A Mix Of These Foods Could Restore Healthy Microbes In Malnourished Kids
The condition wreaks havoc on biological systems throughout the body — including the microbiome, the healthy bacteria and other microbes that live in our digestive tracts. Those bacteria number in the trillions in every person and include hundreds of different species. They're essential for metabolism, bone growth, brain function, the immune system and other bodily functions.
In a study published Thursday in the peer-reviewed journal Science, scientists in a renowned microbiology lab at Washington University School of Medicine in St. Louis, report the development of a specialized food designed to rehabilitate gut microbes in severely malnourished children, a treatment that should facilitate both their immediate and long-term recovery.
The food — a spoonfed paste made from chickpeas, soy, peanuts, bananas and a blend of oils and micronutrients — was shown to substantially boost microbiome health.
The researchers are still working to understand the exact biochemistry that causes certain foods to have a greater impact on restoring the microbiome than others. But Lawrence David, a leading gut microbe specialist at Duke University School of Medicine who was not involved in the study, says that the research represents an unprecedented step forward in understanding what a healthy gut microbiome should look like, how health conditions like malnourishment affect it and what interventions might work to repair damages.
"How systematic and thoughtful they are in designing this intervention is easily far and beyond fieldleading," he says. "It's totally remarkable what they did."
Childhood malnutrition is a critical global health problem that affects more than 150 million children worldwide and accounts for nearly half of deaths in children under the age of 5, according to the World Health Organization.
The treatment usually centers on a diet of highenergy, nutrient-packed foods. While some specialized malnourishment recovery foods, like Plumpy'nut, have proven widely successful in saving lives by promoting rapid weight gain, malnourished children often continue to suffer long-term health impacts, says Justin Sonnenburg, a microbiologist at Stanford University who was not involved in the study.
Sonnenburg says there's a growing consensus among medical researchers that disruptions to the number and species diversity of gut microbes are likely behind many of the effects of malnourishment and also increase the risk of long-term diseases including inflammatory bowel disease, obesity, psoriasis and Type 2 diabetes.
The study, he says, offers the most promising avenue yet for finding clinical treatments specifically designed to treat disease by bolstering the microbiome.
"What they nicely show in this study," he says, "is that modulating the microbiome is a key part of navigating the path back to health."
Several years ago, Washington University microbiologist Jeffrey Gordon's lab began collaborating with the International Centre for Diarrhoeal Disease Research in Dhaka, Bangladesh, to study the bacteria found in fecal samples from healthy children.

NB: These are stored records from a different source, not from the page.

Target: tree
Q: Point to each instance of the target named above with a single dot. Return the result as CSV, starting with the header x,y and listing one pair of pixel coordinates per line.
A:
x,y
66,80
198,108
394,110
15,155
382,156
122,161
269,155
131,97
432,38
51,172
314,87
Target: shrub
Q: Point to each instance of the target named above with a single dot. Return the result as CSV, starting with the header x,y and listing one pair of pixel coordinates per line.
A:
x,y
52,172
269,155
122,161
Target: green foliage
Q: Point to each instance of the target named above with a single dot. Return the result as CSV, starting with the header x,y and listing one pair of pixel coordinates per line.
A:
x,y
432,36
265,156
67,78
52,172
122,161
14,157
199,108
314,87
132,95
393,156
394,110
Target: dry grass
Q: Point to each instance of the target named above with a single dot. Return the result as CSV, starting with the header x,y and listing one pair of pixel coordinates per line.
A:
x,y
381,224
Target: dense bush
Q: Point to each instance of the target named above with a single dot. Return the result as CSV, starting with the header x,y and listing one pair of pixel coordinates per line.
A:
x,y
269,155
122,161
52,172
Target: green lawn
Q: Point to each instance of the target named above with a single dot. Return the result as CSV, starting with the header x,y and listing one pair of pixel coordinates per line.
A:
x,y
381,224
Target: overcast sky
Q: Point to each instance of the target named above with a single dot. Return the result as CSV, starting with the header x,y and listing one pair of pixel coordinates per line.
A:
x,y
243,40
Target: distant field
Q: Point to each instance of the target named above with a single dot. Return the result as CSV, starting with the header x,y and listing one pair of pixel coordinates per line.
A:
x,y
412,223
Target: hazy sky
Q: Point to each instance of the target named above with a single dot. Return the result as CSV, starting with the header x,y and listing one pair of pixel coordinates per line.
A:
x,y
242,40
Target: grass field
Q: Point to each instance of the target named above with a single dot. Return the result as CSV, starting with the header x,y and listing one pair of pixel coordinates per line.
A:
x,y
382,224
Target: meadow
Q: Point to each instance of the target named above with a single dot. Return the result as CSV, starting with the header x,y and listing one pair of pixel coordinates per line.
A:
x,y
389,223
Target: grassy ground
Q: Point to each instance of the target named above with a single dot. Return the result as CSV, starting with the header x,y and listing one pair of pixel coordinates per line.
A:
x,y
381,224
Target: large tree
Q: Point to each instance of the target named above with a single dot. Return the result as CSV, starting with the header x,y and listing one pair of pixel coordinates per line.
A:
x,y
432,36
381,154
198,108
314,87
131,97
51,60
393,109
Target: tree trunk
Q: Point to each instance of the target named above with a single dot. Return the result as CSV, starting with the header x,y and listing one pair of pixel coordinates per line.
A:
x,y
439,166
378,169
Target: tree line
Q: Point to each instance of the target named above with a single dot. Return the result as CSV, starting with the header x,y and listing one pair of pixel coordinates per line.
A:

Their goal was to paint a picture of a healthy microbiome as it changes — in terms of the total quantity of bacteria, and the mixture of different species — through the first couple years of life. With the help of powerful computer algorithms that sorted through the vast menagerie of microbes in each sample, they developed a catalog of microbe "signatures," characteristic combinations of microbes that are typically found in healthy children of certain ages. The diet that contained bananas, chickpeas and peanuts was the one that gave the best results.